The State alleges the man is the “foremost organiser and facilitator of travel by extremists prepared to undertake violent action” on behalf of Islamic State (IS) and its “main recruiter” in Ireland.
The man, who cannot be identified, denies claims he has consulted with senior violent extremist leaders outside Ireland, represents a threat to national security, or recruits members for Islamic extremist groups.
He claims he was tortured in Jordan during the 1990s due to his political activities, and fears torture if returned.
At a late sitting of the High Court on Monday, Mr Justice Richard Humphreys, who last month dismissed the man’s actions aimed at preventing his deportation, refused to allow him bring an appeal.
The judge also refused the man’s application to have the case referred to the Strasbourg-based European Court of Human Rights.
The man sought permission to bring an appeal against the judge’s decision, arguing the case raised points of law of exceptional importance that need to be determined by the court of appeal.
The justice minister opposed the application, arguing that no point of law of exceptional importance had been raised.
The judge, who said he would give detailed reasons for his decision at a later date, agreed with the minister that no point of law of exceptional public importance had been raised.

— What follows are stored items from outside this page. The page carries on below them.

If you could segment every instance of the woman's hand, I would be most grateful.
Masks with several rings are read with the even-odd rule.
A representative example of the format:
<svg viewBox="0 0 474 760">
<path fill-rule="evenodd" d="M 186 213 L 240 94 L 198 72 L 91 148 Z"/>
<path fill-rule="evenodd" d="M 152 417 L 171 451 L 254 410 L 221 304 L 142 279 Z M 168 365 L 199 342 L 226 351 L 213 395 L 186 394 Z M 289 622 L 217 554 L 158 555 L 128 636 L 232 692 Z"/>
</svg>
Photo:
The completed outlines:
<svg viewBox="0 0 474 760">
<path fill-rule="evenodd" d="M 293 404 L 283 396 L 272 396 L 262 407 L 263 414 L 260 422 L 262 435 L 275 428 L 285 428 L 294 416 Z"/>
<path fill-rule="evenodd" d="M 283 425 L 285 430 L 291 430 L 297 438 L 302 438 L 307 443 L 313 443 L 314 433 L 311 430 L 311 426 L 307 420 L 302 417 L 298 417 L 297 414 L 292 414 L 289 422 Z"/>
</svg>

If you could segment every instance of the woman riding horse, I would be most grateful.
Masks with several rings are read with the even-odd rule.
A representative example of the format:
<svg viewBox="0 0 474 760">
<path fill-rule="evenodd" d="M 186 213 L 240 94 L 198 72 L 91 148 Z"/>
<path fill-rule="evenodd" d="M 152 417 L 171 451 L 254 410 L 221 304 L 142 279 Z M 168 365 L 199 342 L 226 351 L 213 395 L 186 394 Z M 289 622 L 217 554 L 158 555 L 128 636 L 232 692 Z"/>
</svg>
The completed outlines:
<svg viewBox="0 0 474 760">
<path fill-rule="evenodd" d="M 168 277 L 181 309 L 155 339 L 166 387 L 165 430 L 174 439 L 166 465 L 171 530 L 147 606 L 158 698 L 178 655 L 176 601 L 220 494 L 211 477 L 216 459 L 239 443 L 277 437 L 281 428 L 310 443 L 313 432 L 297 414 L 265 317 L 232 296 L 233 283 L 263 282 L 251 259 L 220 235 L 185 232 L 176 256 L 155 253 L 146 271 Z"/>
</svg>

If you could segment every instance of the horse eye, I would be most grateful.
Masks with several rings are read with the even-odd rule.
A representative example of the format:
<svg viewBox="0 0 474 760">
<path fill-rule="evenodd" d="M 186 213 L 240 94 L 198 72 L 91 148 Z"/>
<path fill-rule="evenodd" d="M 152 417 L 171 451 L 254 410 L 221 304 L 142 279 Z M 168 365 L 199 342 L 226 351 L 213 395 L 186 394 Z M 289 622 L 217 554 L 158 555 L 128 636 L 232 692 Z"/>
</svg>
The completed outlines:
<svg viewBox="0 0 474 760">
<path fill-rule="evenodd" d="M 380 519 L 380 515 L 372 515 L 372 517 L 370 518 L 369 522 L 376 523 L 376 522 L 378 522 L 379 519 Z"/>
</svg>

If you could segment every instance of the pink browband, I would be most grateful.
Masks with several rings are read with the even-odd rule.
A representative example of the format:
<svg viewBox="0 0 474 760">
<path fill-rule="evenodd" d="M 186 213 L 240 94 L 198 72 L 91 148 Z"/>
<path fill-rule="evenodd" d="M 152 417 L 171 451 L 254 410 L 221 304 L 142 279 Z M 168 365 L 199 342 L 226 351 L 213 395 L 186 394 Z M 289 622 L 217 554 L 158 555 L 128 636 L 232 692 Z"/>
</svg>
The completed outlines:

The man also sought a stay on any deportation order to allow his lawyers apply to the Supreme Court and the European Court of Human Rights.
The judge also refused that application and said the case had been before a number of courts, including the European Court of Human Rights and had been determined by the High Court.
While the court’s decision clears the way for the minister to deport the man, it is believed his lawyers will continue to pursue the matter in a bid to prevent his deportation.
The man was not in court for the ruling. He has lived here since 2000, on the basis of having an Irish citizen child. Last year, the authorities decided not to renew his residency permit because the child had not been residing in the State and was living with his mother elsewhere.
In his judgement last month, Mr Justice Humphreys said this was not a case where a person who had previously been tortured was being deported to face further torture. Rather, it was a case where the man had failed to persuade the minister “either of the veracity of his account of previous ill treatment or of a real risk of future ill-treatment”.